Ettore Sottsass's Carlton bookshelf
Ettore Sottsass's Carlton bookshelf
Image: Supplied

The few regrets I have tend to surface at 2am. It’s that sticky part of the night when the untroubled slumber and the rest of us replay that day we passed up that fantastic statement piece. I’m currently rueing the original orange Artemide Nesso for which someone wanted R700. There’s usually a sound reason we don’t part with our dosh, but occasionally I can’t help inventorying my mental warehouse of should-haves, to take stock of whether my current choices have turned out as well as they might have.

For the most part, I’m satisfied that the ghost chairs I passed on would now throw me into a fatal cringe, and I’m glad that I put a boring rectilinear bookshelf in that corner instead of a Gufram cactus. Lately, however, I’ve been seized by an unshakeable longing for Ettore Sottsass’s Carlton.

If you’ve never seen this marvellously strange object before, just picture what would happen if Chappell Roan were a bookshelf. You must understand that, as someone who lives in the ink-and-paper world, I’m constantly in want of places to put the books. There are currently books on every horizontal surface I can see from where I’m writing this. Boris Johnson’s ver- bose autobiography is making the dining table creak like an old galleon. The most recent Sally Rooney and Shubnum Khan’s latest page-turner are tottering on a pile that threatens the wellbeing of unsuspecting passersby.
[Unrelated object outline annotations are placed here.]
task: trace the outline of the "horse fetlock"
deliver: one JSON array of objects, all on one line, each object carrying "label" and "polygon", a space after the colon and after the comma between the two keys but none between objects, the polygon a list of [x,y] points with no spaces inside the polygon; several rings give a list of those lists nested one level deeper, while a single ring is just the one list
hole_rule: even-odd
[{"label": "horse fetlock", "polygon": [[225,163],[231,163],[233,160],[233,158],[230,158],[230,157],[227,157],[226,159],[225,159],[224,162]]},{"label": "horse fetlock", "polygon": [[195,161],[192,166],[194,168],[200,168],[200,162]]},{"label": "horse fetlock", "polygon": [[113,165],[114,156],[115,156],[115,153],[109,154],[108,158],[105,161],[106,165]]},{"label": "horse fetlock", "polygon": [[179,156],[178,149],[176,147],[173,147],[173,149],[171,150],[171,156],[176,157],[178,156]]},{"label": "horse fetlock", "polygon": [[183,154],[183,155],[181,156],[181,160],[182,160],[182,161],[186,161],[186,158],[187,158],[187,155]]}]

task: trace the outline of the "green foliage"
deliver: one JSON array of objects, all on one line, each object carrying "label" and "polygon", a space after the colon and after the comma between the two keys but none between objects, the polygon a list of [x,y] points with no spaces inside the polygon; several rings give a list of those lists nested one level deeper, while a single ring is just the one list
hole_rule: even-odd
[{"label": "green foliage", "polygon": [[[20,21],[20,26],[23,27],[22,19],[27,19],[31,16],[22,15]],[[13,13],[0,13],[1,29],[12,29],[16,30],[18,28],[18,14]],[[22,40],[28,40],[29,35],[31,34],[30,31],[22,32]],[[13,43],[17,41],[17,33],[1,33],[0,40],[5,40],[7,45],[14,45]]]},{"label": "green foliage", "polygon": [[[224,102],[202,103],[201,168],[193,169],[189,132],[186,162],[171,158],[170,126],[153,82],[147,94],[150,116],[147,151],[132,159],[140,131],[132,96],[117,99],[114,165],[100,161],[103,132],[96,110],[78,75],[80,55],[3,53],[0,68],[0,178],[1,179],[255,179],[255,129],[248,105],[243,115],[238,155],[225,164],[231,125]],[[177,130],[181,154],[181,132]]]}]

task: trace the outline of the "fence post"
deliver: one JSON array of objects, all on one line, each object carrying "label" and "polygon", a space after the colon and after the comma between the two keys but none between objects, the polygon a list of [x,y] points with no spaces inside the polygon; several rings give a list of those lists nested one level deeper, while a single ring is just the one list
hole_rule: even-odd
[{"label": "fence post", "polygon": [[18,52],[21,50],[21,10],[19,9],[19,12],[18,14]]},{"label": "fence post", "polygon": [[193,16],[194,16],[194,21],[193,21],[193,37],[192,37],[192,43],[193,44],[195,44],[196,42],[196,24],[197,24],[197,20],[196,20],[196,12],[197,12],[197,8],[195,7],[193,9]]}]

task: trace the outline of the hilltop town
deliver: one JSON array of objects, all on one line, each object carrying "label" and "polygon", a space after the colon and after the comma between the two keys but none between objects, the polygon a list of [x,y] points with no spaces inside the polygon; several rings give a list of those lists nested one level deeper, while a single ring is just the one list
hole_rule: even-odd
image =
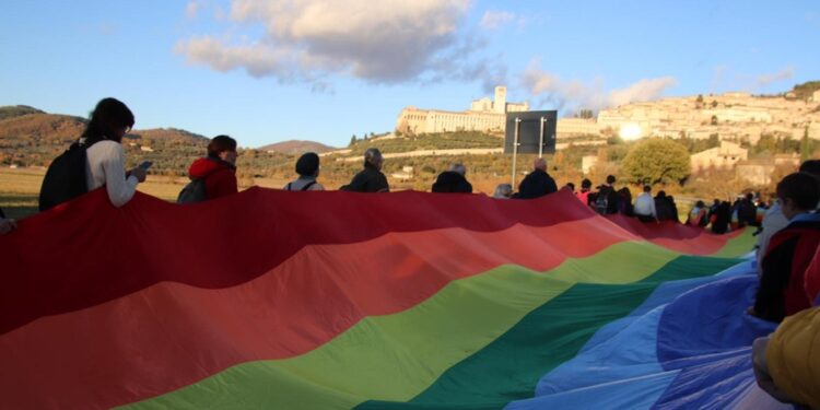
[{"label": "hilltop town", "polygon": [[[604,144],[612,136],[624,140],[717,136],[722,141],[754,144],[763,134],[797,140],[808,130],[809,138],[820,139],[820,90],[799,90],[776,96],[725,93],[663,98],[601,109],[597,116],[582,110],[575,118],[559,119],[557,137],[563,147],[570,141]],[[396,130],[415,134],[503,132],[507,113],[526,110],[527,102],[507,103],[506,87],[496,86],[494,101],[473,101],[465,112],[407,107],[396,120]]]}]

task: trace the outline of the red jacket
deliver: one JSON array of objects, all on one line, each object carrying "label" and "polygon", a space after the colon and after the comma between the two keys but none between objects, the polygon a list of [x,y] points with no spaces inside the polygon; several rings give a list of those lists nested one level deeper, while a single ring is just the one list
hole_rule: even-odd
[{"label": "red jacket", "polygon": [[204,179],[208,199],[224,197],[238,192],[236,188],[236,167],[213,159],[199,159],[188,168],[191,179]]},{"label": "red jacket", "polygon": [[820,247],[815,251],[815,257],[806,269],[804,283],[809,302],[815,305],[820,304]]},{"label": "red jacket", "polygon": [[[782,321],[813,302],[806,289],[813,288],[807,269],[820,245],[820,215],[803,214],[772,236],[765,257],[763,274],[754,301],[755,314],[770,321]],[[808,274],[811,274],[810,272]],[[815,295],[817,297],[817,295]]]}]

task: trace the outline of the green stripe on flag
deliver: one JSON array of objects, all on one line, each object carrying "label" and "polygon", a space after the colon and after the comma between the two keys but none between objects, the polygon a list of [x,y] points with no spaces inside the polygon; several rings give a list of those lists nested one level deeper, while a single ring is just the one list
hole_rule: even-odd
[{"label": "green stripe on flag", "polygon": [[[407,401],[575,283],[641,281],[676,257],[676,253],[665,248],[630,242],[613,245],[587,258],[567,259],[547,273],[502,266],[453,281],[407,311],[366,317],[303,355],[241,363],[190,386],[132,406],[349,409],[367,399]],[[607,286],[589,289],[600,292],[601,300],[607,294]],[[644,295],[651,289],[634,292]],[[571,312],[566,320],[574,321],[581,314],[595,316],[601,309],[610,309],[595,305],[599,298],[596,294],[573,295],[574,298],[584,297],[590,305],[583,307],[579,302],[579,312]],[[623,302],[624,307],[616,308],[620,306],[619,302],[611,307],[617,313],[607,313],[599,319],[600,324],[582,323],[578,326],[601,326],[628,314],[629,306],[642,301],[636,297],[634,303]],[[223,347],[214,347],[219,348]],[[539,368],[543,367],[539,365]],[[478,376],[481,375],[473,375]]]},{"label": "green stripe on flag", "polygon": [[711,276],[740,260],[681,256],[636,283],[578,283],[450,367],[411,402],[356,409],[488,409],[530,398],[538,379],[572,359],[602,326],[629,315],[663,282]]}]

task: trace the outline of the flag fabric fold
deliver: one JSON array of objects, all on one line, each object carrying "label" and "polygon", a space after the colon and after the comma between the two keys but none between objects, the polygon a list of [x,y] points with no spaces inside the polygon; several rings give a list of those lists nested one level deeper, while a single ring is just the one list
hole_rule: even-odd
[{"label": "flag fabric fold", "polygon": [[563,191],[251,188],[116,209],[97,190],[0,236],[0,400],[742,407],[751,341],[773,330],[743,314],[751,246]]}]

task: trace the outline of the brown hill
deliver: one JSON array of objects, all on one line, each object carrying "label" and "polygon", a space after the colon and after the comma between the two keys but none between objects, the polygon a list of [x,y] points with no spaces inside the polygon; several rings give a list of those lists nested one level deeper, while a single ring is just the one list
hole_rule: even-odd
[{"label": "brown hill", "polygon": [[84,128],[81,118],[54,114],[26,114],[0,120],[0,164],[48,165]]},{"label": "brown hill", "polygon": [[267,152],[279,152],[283,154],[301,154],[304,152],[323,153],[333,151],[336,149],[315,141],[290,140],[259,147],[258,150]]},{"label": "brown hill", "polygon": [[[86,122],[24,106],[0,107],[0,114],[9,114],[0,119],[0,165],[48,166],[82,134]],[[202,136],[173,128],[134,130],[122,141],[129,160],[153,161],[157,172],[183,172],[207,144]]]},{"label": "brown hill", "polygon": [[46,114],[37,108],[27,105],[10,105],[0,107],[0,120],[20,117],[27,114]]},{"label": "brown hill", "polygon": [[[0,107],[0,166],[48,166],[85,129],[84,118],[47,114],[27,106]],[[194,160],[204,156],[208,138],[176,128],[133,130],[122,140],[128,166],[152,161],[152,174],[186,175]],[[241,150],[238,174],[268,175],[284,166],[289,155]],[[286,166],[285,166],[286,165]]]}]

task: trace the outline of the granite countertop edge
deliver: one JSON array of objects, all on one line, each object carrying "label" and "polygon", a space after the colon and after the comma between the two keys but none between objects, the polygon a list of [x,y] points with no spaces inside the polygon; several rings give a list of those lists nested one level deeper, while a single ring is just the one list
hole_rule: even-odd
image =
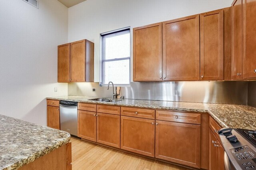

Restraint is something most of us were socialised to regard as a desirable quality. It’s why you don’t do a Steve McQueen-style wheelspin when the toll gate opens, and why you ate only two of those baked whatsits you’re currently thinking about. The markers of restraint — “tasteful”, “discreet”, “elegant” — are all over how we think about the human environment. Restraint pares things down with the promise that what remains will do us good.
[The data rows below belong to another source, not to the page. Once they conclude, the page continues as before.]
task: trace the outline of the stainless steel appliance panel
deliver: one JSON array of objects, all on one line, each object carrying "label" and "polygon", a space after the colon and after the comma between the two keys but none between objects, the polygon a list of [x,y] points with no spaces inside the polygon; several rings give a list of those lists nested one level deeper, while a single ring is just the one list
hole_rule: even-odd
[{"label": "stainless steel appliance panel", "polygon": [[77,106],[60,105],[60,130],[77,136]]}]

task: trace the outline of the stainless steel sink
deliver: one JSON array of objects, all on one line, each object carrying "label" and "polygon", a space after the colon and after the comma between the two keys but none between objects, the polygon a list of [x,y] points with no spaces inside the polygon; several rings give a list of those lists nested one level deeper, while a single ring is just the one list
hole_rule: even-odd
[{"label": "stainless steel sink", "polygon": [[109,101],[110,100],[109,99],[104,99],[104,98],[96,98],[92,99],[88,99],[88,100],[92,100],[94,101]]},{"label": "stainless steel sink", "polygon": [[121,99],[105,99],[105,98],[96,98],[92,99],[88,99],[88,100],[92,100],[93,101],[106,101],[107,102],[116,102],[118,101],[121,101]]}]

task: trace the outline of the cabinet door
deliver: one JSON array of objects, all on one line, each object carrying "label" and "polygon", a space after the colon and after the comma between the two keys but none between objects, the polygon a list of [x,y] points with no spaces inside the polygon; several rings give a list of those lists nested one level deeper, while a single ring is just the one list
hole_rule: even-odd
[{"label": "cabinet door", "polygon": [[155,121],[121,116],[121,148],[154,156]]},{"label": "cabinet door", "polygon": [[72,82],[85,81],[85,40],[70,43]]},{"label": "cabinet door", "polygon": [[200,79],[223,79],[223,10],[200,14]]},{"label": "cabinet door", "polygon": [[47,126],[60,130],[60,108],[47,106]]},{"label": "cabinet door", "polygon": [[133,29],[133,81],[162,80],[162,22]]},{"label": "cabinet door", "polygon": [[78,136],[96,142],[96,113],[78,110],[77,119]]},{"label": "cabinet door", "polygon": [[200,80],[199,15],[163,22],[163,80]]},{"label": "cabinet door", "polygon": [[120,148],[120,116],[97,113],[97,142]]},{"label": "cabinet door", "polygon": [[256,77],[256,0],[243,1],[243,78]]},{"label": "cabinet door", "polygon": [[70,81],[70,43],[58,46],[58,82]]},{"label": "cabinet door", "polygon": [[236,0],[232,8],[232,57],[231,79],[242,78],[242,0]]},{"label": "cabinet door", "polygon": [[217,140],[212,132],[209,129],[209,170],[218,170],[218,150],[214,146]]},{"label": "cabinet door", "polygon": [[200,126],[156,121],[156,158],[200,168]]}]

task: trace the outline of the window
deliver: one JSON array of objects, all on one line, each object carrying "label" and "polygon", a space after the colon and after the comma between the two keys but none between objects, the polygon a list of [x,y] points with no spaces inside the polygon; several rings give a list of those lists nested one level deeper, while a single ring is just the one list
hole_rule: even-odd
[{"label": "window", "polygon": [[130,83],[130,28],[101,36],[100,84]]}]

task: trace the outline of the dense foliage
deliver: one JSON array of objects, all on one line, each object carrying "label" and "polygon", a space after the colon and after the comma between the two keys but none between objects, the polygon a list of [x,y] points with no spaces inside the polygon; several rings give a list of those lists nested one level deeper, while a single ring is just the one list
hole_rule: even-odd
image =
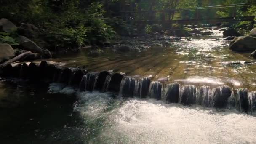
[{"label": "dense foliage", "polygon": [[[253,0],[4,0],[0,1],[0,16],[19,26],[29,23],[39,28],[39,37],[45,47],[52,50],[73,48],[112,39],[118,34],[131,36],[140,27],[129,20],[202,19],[232,16],[233,8],[209,10],[172,11],[197,7],[229,5],[253,2]],[[121,14],[120,11],[165,10],[163,13],[136,13]],[[115,12],[117,12],[115,13]],[[197,13],[199,16],[197,16]],[[199,14],[198,14],[199,13]],[[207,14],[203,14],[207,13]],[[256,6],[237,8],[237,16],[256,15]],[[119,19],[104,19],[115,16]],[[125,18],[123,18],[124,17]],[[123,17],[123,19],[120,19]],[[255,19],[256,20],[256,19]],[[124,22],[125,20],[127,22]],[[242,29],[252,28],[255,22],[228,24]],[[154,32],[154,26],[145,24],[146,32]],[[145,27],[146,28],[145,29]],[[9,34],[0,34],[1,42],[16,44]],[[45,43],[47,44],[45,45]]]}]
Think of how every Expensive Good Thing — from your Fieldbar to your Apple life sustainer — takes Dieter Rams’s “Weniger, aber besser” (“Less, but better”) dictum and elevates it to a first principle. Excess, on the other hand, is often a vexing matter. Because we’ve been taught that it’s good practice for everything to earn its keep, we tend to look askance at objects that don’t prioritise function over everything else. But the chap who designed the Carlton — Ettore Sottsass — created an entire design movement based on the idea that the things with which you fill your home don’t need to conform to the dictates of restraint.

There’s something deeply compelling about objects that tread their own path: the power to do your own thing (when you’re not an over-entitled techno weirdo from Pretoria) isn’t something to be taken lightly.
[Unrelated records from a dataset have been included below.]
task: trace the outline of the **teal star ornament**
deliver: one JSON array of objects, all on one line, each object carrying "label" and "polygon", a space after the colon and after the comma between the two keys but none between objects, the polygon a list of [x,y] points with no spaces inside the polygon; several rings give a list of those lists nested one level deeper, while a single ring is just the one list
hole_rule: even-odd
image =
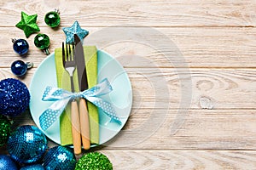
[{"label": "teal star ornament", "polygon": [[74,42],[74,34],[77,34],[81,41],[83,41],[84,37],[85,37],[89,31],[84,30],[80,27],[79,22],[76,20],[71,27],[62,28],[64,33],[66,34],[66,42],[72,43]]},{"label": "teal star ornament", "polygon": [[34,32],[40,31],[39,27],[37,25],[38,14],[28,15],[21,11],[21,20],[16,24],[16,27],[24,31],[26,37]]}]

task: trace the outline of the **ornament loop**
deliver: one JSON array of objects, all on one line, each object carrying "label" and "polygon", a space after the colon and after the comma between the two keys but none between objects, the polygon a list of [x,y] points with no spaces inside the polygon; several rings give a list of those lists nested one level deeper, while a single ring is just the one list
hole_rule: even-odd
[{"label": "ornament loop", "polygon": [[47,55],[49,54],[49,48],[43,49],[43,51],[44,51],[44,53],[45,54],[47,54]]},{"label": "ornament loop", "polygon": [[57,13],[58,14],[60,14],[60,10],[59,10],[59,8],[55,8],[55,10],[54,10],[55,13]]}]

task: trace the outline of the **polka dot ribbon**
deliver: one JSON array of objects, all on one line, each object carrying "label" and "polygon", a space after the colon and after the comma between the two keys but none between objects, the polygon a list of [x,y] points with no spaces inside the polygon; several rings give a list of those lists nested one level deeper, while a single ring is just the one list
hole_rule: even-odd
[{"label": "polka dot ribbon", "polygon": [[84,98],[102,109],[110,117],[110,122],[114,121],[121,124],[122,122],[116,116],[112,105],[100,98],[111,91],[112,87],[107,78],[95,87],[79,93],[72,93],[59,88],[47,87],[42,100],[54,101],[54,103],[39,116],[42,129],[47,130],[60,117],[68,102],[78,98]]}]

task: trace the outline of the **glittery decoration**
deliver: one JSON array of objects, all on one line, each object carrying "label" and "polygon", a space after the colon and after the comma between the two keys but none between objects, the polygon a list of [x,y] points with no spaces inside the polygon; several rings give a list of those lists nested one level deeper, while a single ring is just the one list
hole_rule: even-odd
[{"label": "glittery decoration", "polygon": [[44,16],[44,22],[52,28],[58,26],[61,23],[59,10],[47,13]]},{"label": "glittery decoration", "polygon": [[34,163],[39,161],[47,149],[44,134],[36,127],[25,125],[18,128],[7,143],[10,156],[20,163]]},{"label": "glittery decoration", "polygon": [[11,71],[14,75],[22,76],[26,73],[27,65],[22,60],[15,60],[11,65]]},{"label": "glittery decoration", "polygon": [[30,94],[20,80],[8,78],[0,82],[0,114],[15,116],[28,107]]},{"label": "glittery decoration", "polygon": [[13,48],[20,55],[24,55],[28,52],[29,45],[25,39],[14,39]]},{"label": "glittery decoration", "polygon": [[62,30],[67,37],[67,43],[72,43],[73,42],[74,42],[73,37],[75,34],[79,36],[81,41],[83,41],[84,37],[85,37],[89,34],[89,31],[80,27],[78,21],[75,21],[71,27],[65,27],[62,28]]},{"label": "glittery decoration", "polygon": [[109,159],[99,152],[90,152],[84,155],[76,164],[75,170],[113,170]]},{"label": "glittery decoration", "polygon": [[55,146],[45,155],[43,166],[45,169],[73,170],[76,160],[71,149]]},{"label": "glittery decoration", "polygon": [[107,78],[96,84],[93,88],[79,93],[71,93],[69,91],[52,87],[46,87],[43,94],[42,100],[55,101],[39,116],[39,123],[43,130],[49,128],[61,115],[68,101],[76,98],[84,98],[110,117],[111,121],[122,124],[117,116],[113,105],[108,101],[103,100],[101,96],[112,91],[112,87]]},{"label": "glittery decoration", "polygon": [[31,34],[40,31],[36,23],[37,18],[38,14],[28,15],[22,11],[21,20],[15,26],[23,30],[26,37],[28,37]]},{"label": "glittery decoration", "polygon": [[44,167],[40,164],[36,164],[23,167],[20,170],[44,170]]},{"label": "glittery decoration", "polygon": [[6,116],[0,115],[0,146],[5,145],[10,134],[10,122]]},{"label": "glittery decoration", "polygon": [[18,170],[16,164],[9,156],[0,155],[0,170],[7,169]]}]

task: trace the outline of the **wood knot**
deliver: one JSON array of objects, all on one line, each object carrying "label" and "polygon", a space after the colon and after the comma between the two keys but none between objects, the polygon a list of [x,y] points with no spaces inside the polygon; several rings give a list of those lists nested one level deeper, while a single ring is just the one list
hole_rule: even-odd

The ragtag covey of designers he fronted called themselves the Memphis Group and, though their kitsch star didn’t burn very long, they produced an array of fabulous and much-coveted design classics that are an antidote to the dull ubiquity of the uniformly minimalist. There’s something deeply compelling about objects that tread their own path: the power to do your own thing (when you’re not an over-entitled techno weirdo from Pretoria) isn’t something to be taken lightly.

Our world is increasingly instrumentalised in the service of efficiency, and this broad drive comes at the expense of that unique joy-bringing will to be different. In a world where everything bends towards inexpressive functionalism, there’s a pleasing power in things that insist on existing for their own sake. You can spot evidence of this contrary spirit everywhere in the world, if you know what to look for: the swoop of a Lexus taillight in traffic, or the Gaetano Pesce Up 5 chair I glimpsed in a Cape Town showroom one bright afternoon.

The other day, I was reading an article about Gufram — maker of the non-functional cactus that decorates my warehouse of missed opportunities — which had released a monochrome variation. This, on an initial reading, seemed like a capitulation to conformity. After all, the entire point is that it’s meant to be thought-provoking and obtrusive.

The cactus is as tall as a human and, in the original’s bright green, it’s a powerful statement piece. But, ever true to its mandate of radical design, Gufram’s intention with the (wait for it) Boring Cactus is that it should comment on the washed-out nature of modern décor. It’s a clever way to shake down those made anxious by brightly coloured objects, but I’ll take mine in What Is That? Green, thanks.